La comunicadora Consuelo Despradel protagonizó un momento de tensión durante la transmisión del programa Tempranito, al reaccionar enérgicamente ante un hecho criminal reciente. En su intervención, expresó indignación por el caso de un presunto homicida que, tras cometer el crimen, fue capturado en un hotel de Higüey luego de realizar compras con el dinero obtenido. El hecho generó amplio rechazo social y reacciones en distintos espacios mediáticos.

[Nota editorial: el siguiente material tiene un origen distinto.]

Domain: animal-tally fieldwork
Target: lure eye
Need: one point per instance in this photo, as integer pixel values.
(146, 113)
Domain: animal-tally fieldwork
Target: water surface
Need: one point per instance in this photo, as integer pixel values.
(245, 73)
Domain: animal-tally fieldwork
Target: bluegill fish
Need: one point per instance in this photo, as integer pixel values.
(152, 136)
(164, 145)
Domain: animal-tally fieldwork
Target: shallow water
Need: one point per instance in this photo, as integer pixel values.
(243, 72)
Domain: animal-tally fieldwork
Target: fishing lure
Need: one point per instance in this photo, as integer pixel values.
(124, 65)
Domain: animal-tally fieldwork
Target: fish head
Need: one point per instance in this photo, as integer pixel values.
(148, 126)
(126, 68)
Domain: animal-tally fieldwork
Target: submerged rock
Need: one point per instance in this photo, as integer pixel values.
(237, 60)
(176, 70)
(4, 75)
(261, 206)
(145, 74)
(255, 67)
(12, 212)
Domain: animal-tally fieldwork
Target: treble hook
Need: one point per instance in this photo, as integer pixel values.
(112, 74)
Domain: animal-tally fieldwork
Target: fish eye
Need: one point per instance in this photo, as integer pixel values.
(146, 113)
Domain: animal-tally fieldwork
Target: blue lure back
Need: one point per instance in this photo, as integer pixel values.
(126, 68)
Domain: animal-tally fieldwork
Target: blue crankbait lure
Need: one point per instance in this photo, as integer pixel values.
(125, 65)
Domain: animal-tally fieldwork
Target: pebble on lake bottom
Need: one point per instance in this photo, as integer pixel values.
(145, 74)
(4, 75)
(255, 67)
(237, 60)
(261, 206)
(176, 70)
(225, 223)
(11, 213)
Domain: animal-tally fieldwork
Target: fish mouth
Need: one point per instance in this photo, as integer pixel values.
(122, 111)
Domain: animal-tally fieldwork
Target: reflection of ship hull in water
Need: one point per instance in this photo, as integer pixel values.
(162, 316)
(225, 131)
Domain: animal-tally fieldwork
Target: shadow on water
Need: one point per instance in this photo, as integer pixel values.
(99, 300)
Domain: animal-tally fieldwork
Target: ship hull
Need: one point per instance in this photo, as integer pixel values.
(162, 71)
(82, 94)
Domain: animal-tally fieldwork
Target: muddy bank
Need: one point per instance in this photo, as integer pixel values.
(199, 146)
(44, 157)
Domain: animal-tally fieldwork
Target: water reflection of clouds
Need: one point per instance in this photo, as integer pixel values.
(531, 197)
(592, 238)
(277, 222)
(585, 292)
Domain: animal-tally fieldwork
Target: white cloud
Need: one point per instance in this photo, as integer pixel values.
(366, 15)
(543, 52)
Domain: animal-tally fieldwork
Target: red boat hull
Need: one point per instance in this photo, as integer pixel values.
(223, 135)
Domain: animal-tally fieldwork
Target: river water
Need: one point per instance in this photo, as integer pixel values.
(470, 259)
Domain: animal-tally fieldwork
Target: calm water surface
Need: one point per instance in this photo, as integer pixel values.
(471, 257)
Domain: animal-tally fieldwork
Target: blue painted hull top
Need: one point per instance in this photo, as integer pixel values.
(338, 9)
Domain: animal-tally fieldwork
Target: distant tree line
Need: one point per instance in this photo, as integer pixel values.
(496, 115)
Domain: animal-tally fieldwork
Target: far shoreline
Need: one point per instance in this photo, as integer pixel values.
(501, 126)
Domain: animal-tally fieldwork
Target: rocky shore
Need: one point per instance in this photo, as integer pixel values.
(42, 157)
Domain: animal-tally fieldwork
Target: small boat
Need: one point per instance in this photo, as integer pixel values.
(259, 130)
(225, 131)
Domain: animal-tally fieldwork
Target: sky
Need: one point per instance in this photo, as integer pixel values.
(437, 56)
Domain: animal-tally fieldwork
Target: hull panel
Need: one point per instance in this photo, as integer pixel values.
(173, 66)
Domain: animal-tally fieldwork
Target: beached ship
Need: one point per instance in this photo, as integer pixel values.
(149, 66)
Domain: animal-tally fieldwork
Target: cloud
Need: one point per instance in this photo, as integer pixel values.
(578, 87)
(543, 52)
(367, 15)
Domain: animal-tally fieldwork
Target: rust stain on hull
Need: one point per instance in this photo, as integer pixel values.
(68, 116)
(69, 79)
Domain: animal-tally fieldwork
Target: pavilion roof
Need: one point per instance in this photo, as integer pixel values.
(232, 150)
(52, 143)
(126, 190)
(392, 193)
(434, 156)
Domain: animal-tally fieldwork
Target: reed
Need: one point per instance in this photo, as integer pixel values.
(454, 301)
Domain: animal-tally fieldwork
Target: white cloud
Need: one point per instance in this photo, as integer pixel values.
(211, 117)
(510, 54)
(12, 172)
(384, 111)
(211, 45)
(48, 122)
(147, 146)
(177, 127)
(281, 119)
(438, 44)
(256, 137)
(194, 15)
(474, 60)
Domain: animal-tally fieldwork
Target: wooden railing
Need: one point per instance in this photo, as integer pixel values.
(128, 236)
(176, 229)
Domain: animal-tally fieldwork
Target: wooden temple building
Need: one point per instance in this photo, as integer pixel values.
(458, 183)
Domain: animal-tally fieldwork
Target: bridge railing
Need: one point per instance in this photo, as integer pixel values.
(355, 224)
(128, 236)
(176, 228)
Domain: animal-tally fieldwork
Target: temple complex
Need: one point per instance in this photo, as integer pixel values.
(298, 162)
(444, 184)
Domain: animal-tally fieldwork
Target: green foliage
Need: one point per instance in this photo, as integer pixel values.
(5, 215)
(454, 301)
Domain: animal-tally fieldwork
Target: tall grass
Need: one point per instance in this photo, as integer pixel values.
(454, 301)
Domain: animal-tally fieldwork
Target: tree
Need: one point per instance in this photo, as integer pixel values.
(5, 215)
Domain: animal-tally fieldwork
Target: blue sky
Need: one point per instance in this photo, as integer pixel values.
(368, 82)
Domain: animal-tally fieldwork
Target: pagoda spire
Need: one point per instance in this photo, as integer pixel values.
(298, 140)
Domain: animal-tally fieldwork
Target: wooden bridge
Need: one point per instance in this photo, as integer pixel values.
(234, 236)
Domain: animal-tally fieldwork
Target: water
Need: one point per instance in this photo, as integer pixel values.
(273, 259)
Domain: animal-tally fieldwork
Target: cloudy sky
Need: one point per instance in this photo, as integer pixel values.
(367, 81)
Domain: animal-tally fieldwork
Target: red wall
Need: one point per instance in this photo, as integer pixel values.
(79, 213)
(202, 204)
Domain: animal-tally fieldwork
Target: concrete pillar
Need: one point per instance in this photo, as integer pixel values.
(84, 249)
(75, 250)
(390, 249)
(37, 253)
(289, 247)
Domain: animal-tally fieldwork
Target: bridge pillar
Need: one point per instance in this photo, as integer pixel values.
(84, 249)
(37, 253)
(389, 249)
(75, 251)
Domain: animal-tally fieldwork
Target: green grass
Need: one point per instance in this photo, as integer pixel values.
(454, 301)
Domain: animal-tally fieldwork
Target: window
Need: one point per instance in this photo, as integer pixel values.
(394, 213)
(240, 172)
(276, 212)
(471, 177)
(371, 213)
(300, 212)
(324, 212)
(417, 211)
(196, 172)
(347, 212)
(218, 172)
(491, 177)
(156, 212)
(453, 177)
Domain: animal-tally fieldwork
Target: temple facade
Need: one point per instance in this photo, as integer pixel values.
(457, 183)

Durante el programa, la conductora amplió su crítica hacia problemáticas sociales más amplias, como la delincuencia, el desempleo juvenil y la informalidad en el país. En ese contexto, cuestionó políticas públicas relacionadas con el acceso al primer empleo, señalando la necesidad de priorizar a los ciudadanos dominicanos. Sus declaraciones, marcadas por un tono fuerte y directo, reflejaron frustración ante situaciones que considera recurrentes en la sociedad.

El episodio generó debate en la opinión pública sobre el rol de los medios de comunicación y el uso de discursos en espacios informativos. Mientras algunos sectores respaldaron la firmeza de sus planteamientos, otros cuestionaron la forma en que fueron expresados. El caso pone de relieve la sensibilidad de temas como la seguridad ciudadana y el empleo, así como el impacto de las figuras mediáticas en la construcción del debate nacional.